Hidayet nasip meselesidir. Allah (c.c.) bu nimeti dilediği kimseye verir, dilediğine nasip etmez. Peygamberimizi çocukluğundan beri tanıyan, yalan söylemeyeceğini çok iyi bilen ve Muhammed'ül Emin diye tanımlayanlar, konu dini tebliğ olunca; anında yalanlayabiliyor ve en azılı düşman olabiliyorlar. Çünkü iman bir nasip meselesi. Allah (c.c.) dilemeyince tebliğ eden peygamber bile olsa fayda vermiyor. Ama nasip edecek ise, onu hayatında ilk defa gören "Bu yüzün sahibi yalan söylemez" diye hemen teslim oluyor.

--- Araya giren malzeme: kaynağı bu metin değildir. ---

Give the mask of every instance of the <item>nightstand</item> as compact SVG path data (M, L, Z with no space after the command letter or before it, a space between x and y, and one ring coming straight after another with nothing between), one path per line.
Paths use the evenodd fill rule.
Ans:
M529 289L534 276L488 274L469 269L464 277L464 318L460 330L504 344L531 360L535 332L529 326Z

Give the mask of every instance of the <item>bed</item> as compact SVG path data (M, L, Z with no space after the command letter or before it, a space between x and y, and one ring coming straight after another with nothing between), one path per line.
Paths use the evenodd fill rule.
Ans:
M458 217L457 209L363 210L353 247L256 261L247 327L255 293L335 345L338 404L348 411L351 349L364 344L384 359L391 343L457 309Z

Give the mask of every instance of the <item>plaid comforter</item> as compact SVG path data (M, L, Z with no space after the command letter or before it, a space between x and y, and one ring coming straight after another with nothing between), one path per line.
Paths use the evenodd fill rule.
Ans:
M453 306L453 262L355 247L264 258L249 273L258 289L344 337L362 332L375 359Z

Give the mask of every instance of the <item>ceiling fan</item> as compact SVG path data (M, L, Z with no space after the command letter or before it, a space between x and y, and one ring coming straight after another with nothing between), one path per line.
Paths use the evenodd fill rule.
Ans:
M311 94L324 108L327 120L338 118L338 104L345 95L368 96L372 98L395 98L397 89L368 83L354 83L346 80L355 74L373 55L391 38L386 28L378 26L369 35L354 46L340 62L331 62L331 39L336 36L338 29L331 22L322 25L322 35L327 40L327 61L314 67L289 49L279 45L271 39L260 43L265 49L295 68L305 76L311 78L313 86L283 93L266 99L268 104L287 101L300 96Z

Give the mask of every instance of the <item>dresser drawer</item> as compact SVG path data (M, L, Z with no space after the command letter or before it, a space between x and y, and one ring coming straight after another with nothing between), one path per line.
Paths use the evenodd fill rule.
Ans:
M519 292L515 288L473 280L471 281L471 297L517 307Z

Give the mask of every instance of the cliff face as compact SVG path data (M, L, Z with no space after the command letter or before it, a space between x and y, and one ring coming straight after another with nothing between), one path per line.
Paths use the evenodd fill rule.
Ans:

Bunun en güzel örneğini bize Kur'an haber veriyor. Cin suresi 1. ve 2. Âyetlerinde Allah (c.c.); (Ey Muhammed) De ki, Bana cinlerden bir topluluğun (Kur'an'ı) dinleyip şöyle dedikleri vahyedildi. "Şüphesiz biz doğruya ileten hayranlık verici bir Kur'an dinledik ve ona inandık. Artık Rabbimize hiç kimseyi asla ortak koşmayacağız." buyuruyor.
Düşünebiliyor musunuz? Kureyş halkına Kur'an; kendi dilleri ve kusursuz bir hitap ile nazil olmuş. Üstelik onu dürüstlüğüne fiilen tanık oldukları ve kendisini Muhammed'ül Emin olarak niteledikleri bir peygamber tebliğ etmiş. Öyle olmasına ve defalarca bazı mucizelere tanık olmalarına rağmen, nasip değilse olmuyor. Ancak bir topluluk ilk defa dinledikleri Kur'an'a anında teslim olabiliyor.
Aynen bunun gibi; Sevgili Peygamberimizin izinde yürümeyi ve insanlığı Hak'ka davet etmeyi prensip edinmiş olan Milli Görüş lideri Prof. Dr. Necmettin Erbakan ile bir defa görüşen birisi onu anlayabilir iken; onun yanında aynı mekan ve ortamı yıllarca paylaşanların, üç günlük dünya çıkarı için onun ideallerine ihanet etmeleri ancak nasipsizlik olarak izah edilebilir.
Allah'ın (c.c.) bizlere hayat rehberi olarak gönderdiği hükümleri doğru anlamayı ve kurallarına gereğince riayet etmeyi nasip etmesi dua ve dileklerimle.